Todo eso resumido en este perfecto poema (perfecto para la ocasión) que acabo de
recordar:
POR EL MÓDICO PRECIO DE UN CAFÉ
Qué rato
más agradable
he pasado esta mañana
frente al mar
en calma
maravillosamente acompañado
escuchando
viejas canciones de amor
y recordando a antiguas novias
que me dejaron
por otros

y ahora son
muy infelices.

Mientras eso pasa, porque pasará, y yo ni siquiera estaré pendiente de que mi profecía
ocurra, solo deseo que la música más alta me estalle los oídos; deseo que la belleza se meta
entre mis ojos de un tirón dejándome completamente ciego, que me vacíe la memoria para
que no sepa otra cosa sino contemplarla, y así olvidar, para siempre, que tuve una sustituta
maltrecha a quién creí dueña del amor y la belleza, no en vano con un nombre común,
simple, ¿la conoce usted?
Ahora comprendo que el terror viene solo porque ponemos a sustitutos que ocupan un
lugar que no merecen.
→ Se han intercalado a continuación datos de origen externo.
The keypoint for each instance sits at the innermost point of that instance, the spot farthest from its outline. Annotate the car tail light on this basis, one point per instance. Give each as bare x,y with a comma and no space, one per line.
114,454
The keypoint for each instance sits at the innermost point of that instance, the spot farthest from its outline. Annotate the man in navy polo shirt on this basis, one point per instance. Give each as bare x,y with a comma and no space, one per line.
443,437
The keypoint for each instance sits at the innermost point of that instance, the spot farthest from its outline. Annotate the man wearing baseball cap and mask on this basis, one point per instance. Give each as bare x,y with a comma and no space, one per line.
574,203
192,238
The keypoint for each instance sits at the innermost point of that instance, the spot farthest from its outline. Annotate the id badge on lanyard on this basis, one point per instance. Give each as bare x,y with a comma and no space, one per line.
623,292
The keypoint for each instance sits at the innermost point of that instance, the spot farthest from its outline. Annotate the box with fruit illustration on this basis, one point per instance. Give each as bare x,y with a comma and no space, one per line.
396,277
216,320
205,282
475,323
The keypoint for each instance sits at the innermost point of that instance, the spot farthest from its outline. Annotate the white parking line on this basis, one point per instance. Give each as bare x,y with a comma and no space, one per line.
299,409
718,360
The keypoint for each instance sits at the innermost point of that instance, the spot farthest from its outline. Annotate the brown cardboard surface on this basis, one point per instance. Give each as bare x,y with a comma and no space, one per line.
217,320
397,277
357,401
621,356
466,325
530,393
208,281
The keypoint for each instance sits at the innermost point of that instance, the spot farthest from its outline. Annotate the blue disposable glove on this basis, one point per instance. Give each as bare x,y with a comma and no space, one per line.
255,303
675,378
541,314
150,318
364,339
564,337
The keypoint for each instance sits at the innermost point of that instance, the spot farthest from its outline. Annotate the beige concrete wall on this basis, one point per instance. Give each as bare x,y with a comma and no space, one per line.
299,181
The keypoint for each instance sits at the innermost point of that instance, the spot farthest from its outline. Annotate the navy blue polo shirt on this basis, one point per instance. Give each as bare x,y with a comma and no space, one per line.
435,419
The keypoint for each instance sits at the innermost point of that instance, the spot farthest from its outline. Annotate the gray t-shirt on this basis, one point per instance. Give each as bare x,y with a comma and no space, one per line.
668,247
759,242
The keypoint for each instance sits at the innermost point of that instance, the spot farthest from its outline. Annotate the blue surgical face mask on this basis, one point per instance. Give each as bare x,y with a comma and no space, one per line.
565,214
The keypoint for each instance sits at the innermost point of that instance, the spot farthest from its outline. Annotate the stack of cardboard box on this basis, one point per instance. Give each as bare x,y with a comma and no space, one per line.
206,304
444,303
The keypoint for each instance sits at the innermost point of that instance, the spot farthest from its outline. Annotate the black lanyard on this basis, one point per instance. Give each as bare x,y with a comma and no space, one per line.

Pero tal errata ayuda a comprender… y luego de que caigan los
sustitutos, llegarán, con todo su esplendor, las verdaderas luces que iluminarán el alma, la
verdadera música que acrecentará las pasiones, el verdadero amor que exhalará, sin miedo
de gastarse, las más dulces y placenteras horas de vida en el paraíso traído a la tierra. Todo
eso y más, mucho más, claro, sin que usted aparezca. Al final siempre hay sentencia para
quien le rompe el corazón a un poeta.